LeBron James: After Winning His First Title, Can He Catch Kobe Bryant's Five with the Lakers?
LeBron James has, after nine years in the NBA, won his first title.
He is already a three-time Most Valuable Player, an eight time All-Star, a six time All-NBA First Teamer as well as NBA rookie of the year. Those credentials alone should make James a first ballot hall of famer whenever he does decide to retire, but at age 27 he probably has close to 10 good years left.
Just one NBA championship is a monumental accomplishment, but to truly be considered one of the greatest of all time an NBA player needs multiple championships. So the path ahead for James is clear.
Suddenly his window to find his place among the all-time greats is open and for the first time James is finally begin to look the part of a man who could will his team to multiple championships. Even his teammates noticed.
He had a look about him in the playoffs, one that he didn't have during the regular season, Heat forward Shane Battier told the Scott Van Pelt show. It started in the Indiana game when we were down 2-1. He just said, 'we are not going to lose.' It was amazing, it was like he was a different person.
Prior to that game, on May 20, the Heat were 5-3 in the playoffs and James was averaging 27.6 points, 7.75 rebounds and 5.1 assists per game. Starting with game four against the Pacers, the Heat rattled off an 11-4 record and James upped his production, going 31.7 points, 10.8 rebounds and 5.8 assists.
But it wasn't just that he got better, he got better when it counted. Down 2-1 to the Pacers he went for 40 points, 18 rebounds, and 9 assists. Down 3-2 to Boston in the Eastern Conference Finals, James silenced the TD Garden with 45 points, 15 rebounds and 5 assists and down 1-0 to Oklahoma City he led the Heat to victory with 32 points, eight rebounds and five assists.
That is what it takes to win multiple titles and that is James' stated goal.
The question is where will he end up? One of his contemporaries, and a player who seemed to master the art of winning titles at a much earlier age, Kobe Bryant may be a good goal for James.
Bryant has five titles spread over the first decade of the 2000s, a tall order for James who is sitting at just one, but something he has plenty of time left to do.
James will turn 28 part of the way through the 2013 NBA season, a time when many players are considered to be just hitting their primes. He probably has six to eight years of playing at the highest level left, and another two to four after that where he can still be a good NBA player.
That gives him plenty of time to run down Bryant's five. But James has other advantages as well. There is little competition left for the Heat in the Eastern Conference, especially next year.
The Chicago Bulls, the East's top team this year, will be without Derrick Rose to start the season and there is no telling how effective he will be when he does return. The Celtics are officially old, they looked tired and beaten down by game seven against the Heat, and there is much uncertainty in Boston about what that team will look like next year.

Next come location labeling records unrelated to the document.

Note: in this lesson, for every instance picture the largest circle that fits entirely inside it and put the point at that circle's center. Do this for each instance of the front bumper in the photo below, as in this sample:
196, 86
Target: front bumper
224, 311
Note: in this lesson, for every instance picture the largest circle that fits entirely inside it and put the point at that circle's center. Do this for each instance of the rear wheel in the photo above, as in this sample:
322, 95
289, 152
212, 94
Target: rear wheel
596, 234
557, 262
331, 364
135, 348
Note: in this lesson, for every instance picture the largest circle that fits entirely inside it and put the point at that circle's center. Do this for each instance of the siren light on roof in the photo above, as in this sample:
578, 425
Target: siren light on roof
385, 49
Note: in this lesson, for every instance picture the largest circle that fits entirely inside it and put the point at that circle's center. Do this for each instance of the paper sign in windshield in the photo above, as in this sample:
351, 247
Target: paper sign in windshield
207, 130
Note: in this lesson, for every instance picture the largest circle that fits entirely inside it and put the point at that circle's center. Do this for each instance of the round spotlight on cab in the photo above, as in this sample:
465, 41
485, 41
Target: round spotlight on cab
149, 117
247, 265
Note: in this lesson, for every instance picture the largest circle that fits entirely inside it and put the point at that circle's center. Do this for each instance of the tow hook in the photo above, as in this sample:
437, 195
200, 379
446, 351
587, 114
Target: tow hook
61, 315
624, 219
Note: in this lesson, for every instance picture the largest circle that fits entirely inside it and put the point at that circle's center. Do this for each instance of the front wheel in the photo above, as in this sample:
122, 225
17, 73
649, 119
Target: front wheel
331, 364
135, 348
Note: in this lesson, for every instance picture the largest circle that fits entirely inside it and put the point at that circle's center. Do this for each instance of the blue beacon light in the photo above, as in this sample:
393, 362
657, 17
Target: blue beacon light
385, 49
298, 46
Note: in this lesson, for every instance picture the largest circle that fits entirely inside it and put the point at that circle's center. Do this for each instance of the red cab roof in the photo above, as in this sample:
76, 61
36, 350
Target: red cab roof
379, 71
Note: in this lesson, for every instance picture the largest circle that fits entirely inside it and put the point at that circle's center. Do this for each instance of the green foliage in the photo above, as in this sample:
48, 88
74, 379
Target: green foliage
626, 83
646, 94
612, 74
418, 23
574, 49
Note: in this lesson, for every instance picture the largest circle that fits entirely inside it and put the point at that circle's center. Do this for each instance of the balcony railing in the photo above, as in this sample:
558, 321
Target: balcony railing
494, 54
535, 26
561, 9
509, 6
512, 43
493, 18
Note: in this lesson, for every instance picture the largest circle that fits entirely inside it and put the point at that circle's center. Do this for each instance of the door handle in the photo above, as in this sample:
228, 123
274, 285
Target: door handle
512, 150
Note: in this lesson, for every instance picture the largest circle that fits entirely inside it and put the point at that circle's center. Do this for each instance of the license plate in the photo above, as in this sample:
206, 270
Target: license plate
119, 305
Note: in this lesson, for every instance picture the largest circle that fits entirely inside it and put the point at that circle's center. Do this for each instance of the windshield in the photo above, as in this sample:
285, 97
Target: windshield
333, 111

The New York Knicks are a good team on paper, but the results have been disastrous and they aren't threatening to put it together any time soon. Perhaps the only rising threat to the Heat in the East is the Indiana Pacers, and Miami dispatched them fairly easily in the second round.
Out West, Oklahoma City will undoubtedly continue to be a nuisance, as will the Lakers with Bryant and San Antonio as long as Tim Duncan continues to play. But right now James has the best team going.
Obviously there are a lot of what ifs. There is no telling what kind of brand new superstar is waiting to emerge from the draft, or from the legions of young players jockeying for playing time on NBA rosters.
There is no way of knowing if other groups of superstars may form their own super teams to try to take the Heat down. What we do know for now is this, James has his first title and he isn't likely to stop there.